There is a force that breaks the body, inevitable,
the by-product is pain, unexceptional as a rain
gauge, which has become arcane, rhyme, likewise,
unless it’s assonant or internal injury, gloom, joy,
which is also a dish soap, but not the one that rids
seabirds of oil from wrecked tankers, that’s Dawn,
which should change its name to Dusk, irony being
the flip side of sentimentality here in the Iron Age,
ironing out the kinks in despair, turning it to hairdo
from hair, to do, vexing infinitive, much better to be
pain’s host, body of Christ as opposed to the Holy
Ghost, when I have been suffering at times I could
step away from it by embracing it, a blues thing,
a John Donne thing, divest by wrestling, then sing.

Credit

Copyright © 2017 by Diane Seuss.
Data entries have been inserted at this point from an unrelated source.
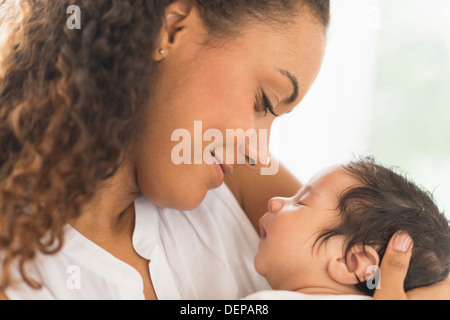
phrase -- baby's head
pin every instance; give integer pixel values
(328, 237)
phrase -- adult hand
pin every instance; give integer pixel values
(394, 268)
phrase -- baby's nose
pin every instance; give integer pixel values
(276, 204)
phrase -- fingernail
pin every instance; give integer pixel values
(402, 242)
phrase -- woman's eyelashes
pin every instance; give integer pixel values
(263, 104)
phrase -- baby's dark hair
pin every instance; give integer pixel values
(384, 203)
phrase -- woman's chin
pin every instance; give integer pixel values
(182, 200)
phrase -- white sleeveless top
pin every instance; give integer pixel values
(206, 253)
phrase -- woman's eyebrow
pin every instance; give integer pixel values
(294, 81)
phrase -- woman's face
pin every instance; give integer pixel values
(218, 85)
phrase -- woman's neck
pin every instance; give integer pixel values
(111, 212)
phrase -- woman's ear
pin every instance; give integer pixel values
(179, 17)
(356, 266)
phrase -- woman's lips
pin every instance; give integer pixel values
(262, 230)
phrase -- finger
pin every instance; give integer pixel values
(394, 268)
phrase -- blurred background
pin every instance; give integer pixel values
(384, 90)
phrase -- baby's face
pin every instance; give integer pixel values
(291, 226)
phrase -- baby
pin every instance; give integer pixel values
(327, 239)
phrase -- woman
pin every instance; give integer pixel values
(86, 122)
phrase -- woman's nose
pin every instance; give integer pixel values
(276, 204)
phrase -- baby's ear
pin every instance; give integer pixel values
(357, 264)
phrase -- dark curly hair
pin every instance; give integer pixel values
(70, 103)
(384, 203)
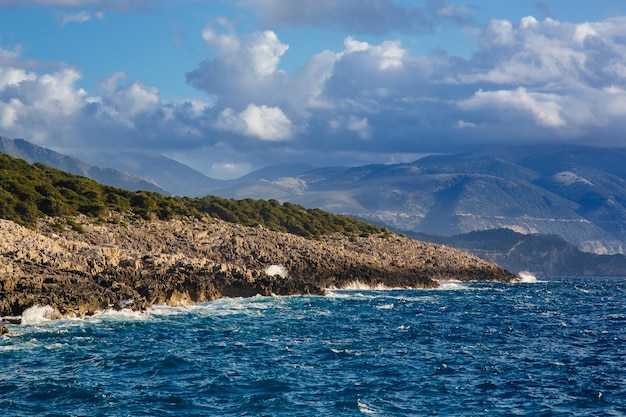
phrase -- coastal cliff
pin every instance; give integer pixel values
(128, 263)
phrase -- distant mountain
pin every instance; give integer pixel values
(19, 148)
(576, 193)
(539, 254)
(170, 175)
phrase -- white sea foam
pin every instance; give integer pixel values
(361, 286)
(526, 276)
(273, 270)
(37, 314)
(364, 408)
(452, 285)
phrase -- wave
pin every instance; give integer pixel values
(38, 314)
(527, 277)
(361, 286)
(452, 285)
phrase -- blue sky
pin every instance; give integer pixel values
(231, 86)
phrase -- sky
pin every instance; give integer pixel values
(231, 86)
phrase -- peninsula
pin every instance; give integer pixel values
(80, 247)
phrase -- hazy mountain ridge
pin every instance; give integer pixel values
(20, 148)
(574, 192)
(577, 193)
(539, 254)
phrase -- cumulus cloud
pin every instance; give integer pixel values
(529, 80)
(78, 17)
(263, 122)
(245, 69)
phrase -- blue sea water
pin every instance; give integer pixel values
(556, 347)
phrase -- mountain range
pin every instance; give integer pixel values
(575, 193)
(22, 149)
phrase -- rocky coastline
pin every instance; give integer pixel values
(82, 267)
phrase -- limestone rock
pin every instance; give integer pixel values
(135, 264)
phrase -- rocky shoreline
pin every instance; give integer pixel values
(127, 263)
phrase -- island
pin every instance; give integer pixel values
(80, 247)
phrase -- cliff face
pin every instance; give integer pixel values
(138, 264)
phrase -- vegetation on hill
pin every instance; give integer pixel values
(30, 192)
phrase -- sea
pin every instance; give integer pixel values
(546, 347)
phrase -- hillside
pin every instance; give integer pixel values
(31, 192)
(19, 148)
(539, 254)
(90, 247)
(576, 193)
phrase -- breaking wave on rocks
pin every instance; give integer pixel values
(555, 348)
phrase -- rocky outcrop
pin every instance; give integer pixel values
(125, 263)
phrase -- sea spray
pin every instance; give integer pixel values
(38, 314)
(526, 276)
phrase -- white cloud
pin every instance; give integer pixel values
(131, 99)
(544, 108)
(245, 69)
(78, 17)
(538, 80)
(262, 122)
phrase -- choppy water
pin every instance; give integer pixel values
(552, 348)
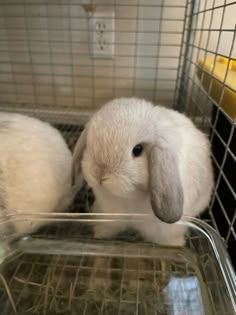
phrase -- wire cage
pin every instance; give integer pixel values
(55, 66)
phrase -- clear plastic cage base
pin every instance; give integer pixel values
(62, 269)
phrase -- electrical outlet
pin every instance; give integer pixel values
(102, 31)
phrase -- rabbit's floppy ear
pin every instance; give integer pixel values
(77, 156)
(166, 191)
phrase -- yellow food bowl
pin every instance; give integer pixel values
(218, 78)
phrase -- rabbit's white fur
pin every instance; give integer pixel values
(120, 181)
(35, 168)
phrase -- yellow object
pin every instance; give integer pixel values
(217, 76)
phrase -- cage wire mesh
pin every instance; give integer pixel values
(47, 69)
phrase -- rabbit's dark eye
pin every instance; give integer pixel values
(137, 150)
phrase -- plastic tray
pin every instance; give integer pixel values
(58, 270)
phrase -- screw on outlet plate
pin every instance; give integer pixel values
(102, 30)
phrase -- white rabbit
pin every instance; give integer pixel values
(35, 169)
(145, 159)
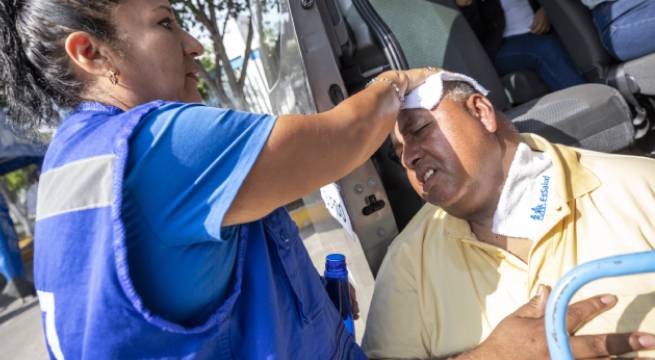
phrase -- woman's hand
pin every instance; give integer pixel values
(305, 152)
(540, 24)
(407, 80)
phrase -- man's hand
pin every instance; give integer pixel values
(540, 24)
(521, 335)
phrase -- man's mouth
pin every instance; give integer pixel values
(194, 74)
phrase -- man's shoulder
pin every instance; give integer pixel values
(428, 223)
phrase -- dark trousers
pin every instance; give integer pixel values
(542, 54)
(626, 27)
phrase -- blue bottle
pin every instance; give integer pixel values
(336, 284)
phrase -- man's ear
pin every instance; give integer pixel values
(84, 51)
(481, 108)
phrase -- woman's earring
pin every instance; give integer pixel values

Originally published in Poem-a-Day on August 31, 2017, by the Academy of American Poets.

About this Poem

“This poem is from an in-progress collection of sonnets that are in some measure both traditional and improvisational. I join poets before me in thinking through the reality of pain—physical, spiritual—a subject at odds, it would seem, with the poem’s playfulness. I’ve long been obsessed with sonnets by Donne and Hopkins, who wrestle so valiantly with suffering, and—for a while, anyway—live to sing about it.”